Sian Powell
AustralienMay 17, 2004
It was a long wait for East Timor's most important arrest warrant, but the sabotage began just hours after it was issued last week. Former Indonesian armed forces commander General Wiranto was indicted by the UN-funded Serious Crimes Unit in East Timor 16 months ago. About 15,000 pages of legal brief were filed with the Dili court in February 2003 to prove he had chain-of-command responsibility for the bloody mayhem that devastated East Timor in 1999.
The Indonesian military and its militia proxies deliberately laid waste to the tiny half-island and killed at least 1500 civilians.
Last week a US judge of the Special Panel for Serious Crimes at Dili District Court finally issued the warrant for Wiranto's arrest, causing as much consternation in Dili as it did in Jakarta. The same day, East Timor's prosecutor-general, Longuinhos Monteiro once a champion of justice, no matter the political cost publicly denounced the international staff of the Serious Crimes Unit and said the warrant was a mistake. "I regret that arrest warrant," Dr Monteiro said. "My men have opened fire without an order from me," he said.
Within hours he had sent a letter to the court saying he was troubled because more than a year had passed since the indictment was issued. "Therefore, the prosecutor-general of the republic requests the honourable special panel to kindly allow the prosecutor-general to review the filed indictment and file an amended indictment," he wrote, in what appears to be an attempt to have the warrant revoked.
And to cap off the recanting, East Timorese President Xanana Gusmao said yesterday that while his Government had no authority to annul the arrest warrant for Wiranto, it would do nothing to "carry it out". "The (East Timor) Government does not always follow or recognise SCU's decisions," Mr Gusmao said. His comments followed a meeting with Indonesian President Megawati Sukarnoputri in Bali on Saturday. Both leaders agreed that they did not want the issue of past human rights violations to disturb their bilateral relations.

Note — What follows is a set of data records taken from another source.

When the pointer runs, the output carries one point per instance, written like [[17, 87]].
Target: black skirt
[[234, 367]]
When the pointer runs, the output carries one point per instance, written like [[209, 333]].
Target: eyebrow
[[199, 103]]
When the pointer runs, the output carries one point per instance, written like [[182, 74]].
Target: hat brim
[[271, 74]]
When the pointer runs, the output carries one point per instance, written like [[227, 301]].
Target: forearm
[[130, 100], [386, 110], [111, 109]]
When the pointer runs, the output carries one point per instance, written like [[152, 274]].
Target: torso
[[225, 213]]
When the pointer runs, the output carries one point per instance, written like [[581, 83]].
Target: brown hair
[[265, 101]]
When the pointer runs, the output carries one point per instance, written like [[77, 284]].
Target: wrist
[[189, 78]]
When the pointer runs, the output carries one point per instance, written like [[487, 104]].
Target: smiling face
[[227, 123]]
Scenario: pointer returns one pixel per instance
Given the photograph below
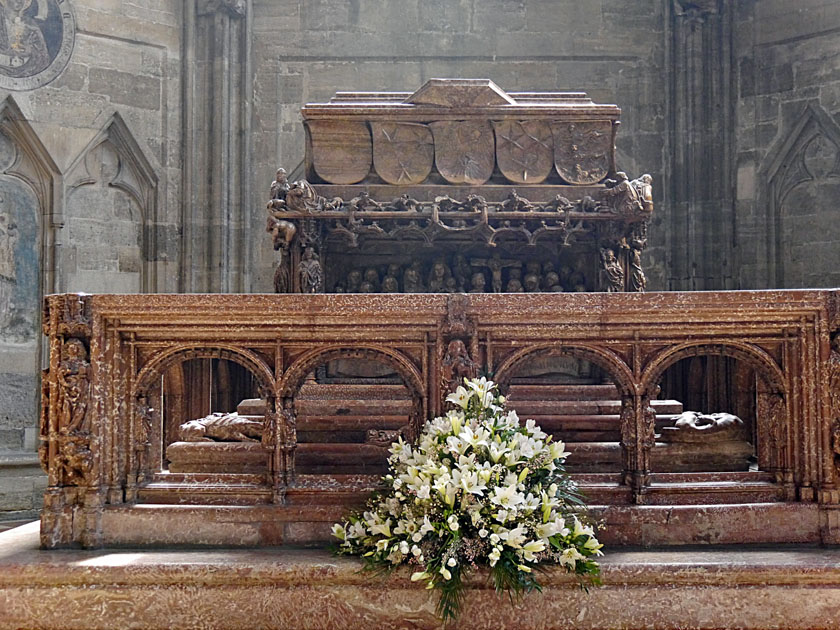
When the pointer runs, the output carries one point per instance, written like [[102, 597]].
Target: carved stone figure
[[382, 437], [76, 461], [462, 271], [412, 282], [623, 198], [477, 282], [354, 281], [456, 366], [515, 203], [282, 231], [74, 381], [364, 203], [693, 426], [221, 427], [280, 186], [531, 283], [612, 275], [301, 197], [311, 274], [404, 203], [637, 275], [495, 264], [390, 285], [644, 189], [437, 277], [372, 277], [551, 279]]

The exhortations of Mr Gus mao and his Foreign Minister, Jose Ramos Horta, on the need for good relations with East Timor's neighbour are in stark contrast to the situation before 1999, when many East Timorese leaders worked to free the state from Indonesia's yoke. Since independence, most have worked to smooth relations with their giant and hugely important neighbour. Pragmatism has triumphed.
After all, General Wiranto has a lot of clout in Indonesia. He is now one of the nation's three leading presidential candidates. The figurehead of the Golkar Party, he could conceivably soon lead the nation of 220 million people which sprawls to the east, west, and north of the tiny new nation of East Timor.
Yet under international law he should be tried for murder, persecution and forcible deportation. "Wiranto's de facto or effective control over the militia is demonstrated by evidence that the militias were formed, funded, armed and controlled by the Indonesian army with the knowledge of the accused," a summary of the legal brief says.
With only seven weeks to go before Indonesians go to the polls to elect the nation's president, General Wiranto was last week obviously troubled by news of the warrant, which could lead to an Interpol warrant and the risk of arrest in any third nation. It was a character assassination, he said. Golkar heavyweight Fahmi Idris, a minister during the New Order regime, has dampened his earlier outrage at the warrant's issue. He now says he will not talk about the events of a few months ago, but he is happy to discuss Dr Monteiro's about-face.
On the day it was issued, he said it could not be possible. "The Prime Minister of East Timor (Mari Alkatiri), when he visited here a couple of months ago, said the warrant for Wiranto would be postponed," he said.
Mr Idris also said General Wiranto's lawyer had met Dr Monteiro for reassurance. Yet a spokeswoman for Dr Alkatiri said yesterday that although she was unaware of the alleged conversation between the Prime Minister and Mr Idris, she said he had always upheld the independence of the judiciary.
International staff at the SCU in East Timor have refused to comment, but it is understood they are deeply concerned about the ramifications of Dr Monteiro's change of heart.
In the past, his public position has been that the perpetrators of atrocities in East Timor had to be brought to justice, regardless of political sensitivities. The UN Security Council's decision to extend the UN mission's mandate in East Timor means the SCU's work will continue, but perhaps without the support it once had.
"It's such a terrible shame," said one aid worker in East Timor. "The East Timorese really need to see justice done."